In analyzing the defendant's motion, Judge Burke concluded that the post-suit indirect and willful infringement claims in the SAC could stand for the '628 patent but could not stand for the '073 patent. As Judge Burke put it, in his ruling on the '073 patent:
[A] party cannot plausibly claim in a complaint that its adversary had knowledge of infringement of the patent-in-suit (required for both induced and contributory infringement claims) or had the specific intent to encourage another’s infringement (required for an induced infringement claim) when, prior to the very moment that this complaint was filed, its adversary had never actually: (1) been aware of the patent’s existence; (2) known that the patent was being infringed; or (3) intended that anyone infringe the patent. A plaintiff’s claim of indirect infringement in such circumstances sounds to the Court like a hypothetical assertion about what might or might not happen in the future, not a plausible claim about what in fact has already happened.
Conversely, where both the original and first amended complaints provided notice of the '628 patent, claims for "post-suit" (i.e., post-original-complaint) indirect and willful infringement of the '628 patent in the SAC could stand:
[I]t is at least plausible that since [the date of the original complaint], Defendant knew that at least claim 1 of the '628 patent was being infringed, and that it also knew exactly how this was occurring.
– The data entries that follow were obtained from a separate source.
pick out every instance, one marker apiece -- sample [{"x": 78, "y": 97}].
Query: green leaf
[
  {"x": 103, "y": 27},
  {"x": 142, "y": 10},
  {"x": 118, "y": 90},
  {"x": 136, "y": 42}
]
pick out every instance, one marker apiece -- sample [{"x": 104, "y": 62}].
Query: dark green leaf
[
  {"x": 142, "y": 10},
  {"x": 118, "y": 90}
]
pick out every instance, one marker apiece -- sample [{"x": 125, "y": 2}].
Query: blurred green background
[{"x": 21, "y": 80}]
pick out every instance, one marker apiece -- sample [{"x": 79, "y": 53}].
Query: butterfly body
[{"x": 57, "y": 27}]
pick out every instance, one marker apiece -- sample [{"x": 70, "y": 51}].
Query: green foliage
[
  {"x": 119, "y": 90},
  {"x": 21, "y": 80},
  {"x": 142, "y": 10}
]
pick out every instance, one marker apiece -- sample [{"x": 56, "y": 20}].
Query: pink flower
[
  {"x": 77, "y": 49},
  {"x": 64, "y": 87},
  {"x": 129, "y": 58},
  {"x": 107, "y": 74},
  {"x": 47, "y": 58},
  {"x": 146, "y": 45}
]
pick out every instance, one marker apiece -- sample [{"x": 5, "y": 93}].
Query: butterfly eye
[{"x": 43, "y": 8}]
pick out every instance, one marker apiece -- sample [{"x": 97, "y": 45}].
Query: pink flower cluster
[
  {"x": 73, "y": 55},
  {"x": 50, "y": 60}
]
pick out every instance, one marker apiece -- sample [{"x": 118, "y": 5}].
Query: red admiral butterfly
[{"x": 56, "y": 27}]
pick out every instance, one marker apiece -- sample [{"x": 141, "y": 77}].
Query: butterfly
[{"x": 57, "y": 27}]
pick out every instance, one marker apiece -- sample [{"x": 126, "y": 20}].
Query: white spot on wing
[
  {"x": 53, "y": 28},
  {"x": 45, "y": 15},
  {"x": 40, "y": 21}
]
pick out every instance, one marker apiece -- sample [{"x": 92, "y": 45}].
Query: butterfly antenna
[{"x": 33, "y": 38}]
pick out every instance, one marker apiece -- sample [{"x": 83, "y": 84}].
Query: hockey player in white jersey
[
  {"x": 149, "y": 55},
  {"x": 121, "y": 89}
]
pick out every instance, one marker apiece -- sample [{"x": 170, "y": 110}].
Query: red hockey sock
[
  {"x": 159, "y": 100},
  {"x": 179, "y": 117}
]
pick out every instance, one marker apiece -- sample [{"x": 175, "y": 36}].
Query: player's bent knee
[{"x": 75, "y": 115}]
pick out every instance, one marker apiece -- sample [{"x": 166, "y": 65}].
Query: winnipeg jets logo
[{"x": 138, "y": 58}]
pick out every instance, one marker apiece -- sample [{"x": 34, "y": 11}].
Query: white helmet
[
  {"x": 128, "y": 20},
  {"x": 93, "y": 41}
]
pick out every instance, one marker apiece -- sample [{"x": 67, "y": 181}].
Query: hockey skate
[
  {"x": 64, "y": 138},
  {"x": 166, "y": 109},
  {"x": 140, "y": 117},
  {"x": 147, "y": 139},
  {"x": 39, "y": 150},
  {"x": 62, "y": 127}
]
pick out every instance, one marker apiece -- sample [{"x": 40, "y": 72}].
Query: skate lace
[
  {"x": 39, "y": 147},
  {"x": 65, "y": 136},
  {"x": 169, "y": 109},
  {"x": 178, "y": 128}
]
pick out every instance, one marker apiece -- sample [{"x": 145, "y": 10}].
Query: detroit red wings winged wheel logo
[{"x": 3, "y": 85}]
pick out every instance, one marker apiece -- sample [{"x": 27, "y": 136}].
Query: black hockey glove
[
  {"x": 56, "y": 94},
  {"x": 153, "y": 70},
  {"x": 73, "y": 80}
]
[I]f the original Complaint gave Defendant notice of the patent and notice of its infringement, the Court does not see why an amended complaint cannot plausibly allege that since the filing of that original Complaint, Defendant has been willfully infringing the patent by continuing to market and sell its allegedly infringing products.
Of course, the Court was considering the motion to dismiss well after the SAC was filed, and there could be no dispute that the defendant had knowledge of both patents when the Court rendered its decision, but the plausibility of claims is evaluated as of the time of filing of the relevant pleading, and thus Judge Burke ruled that only the claims related to the '628 patent should survive.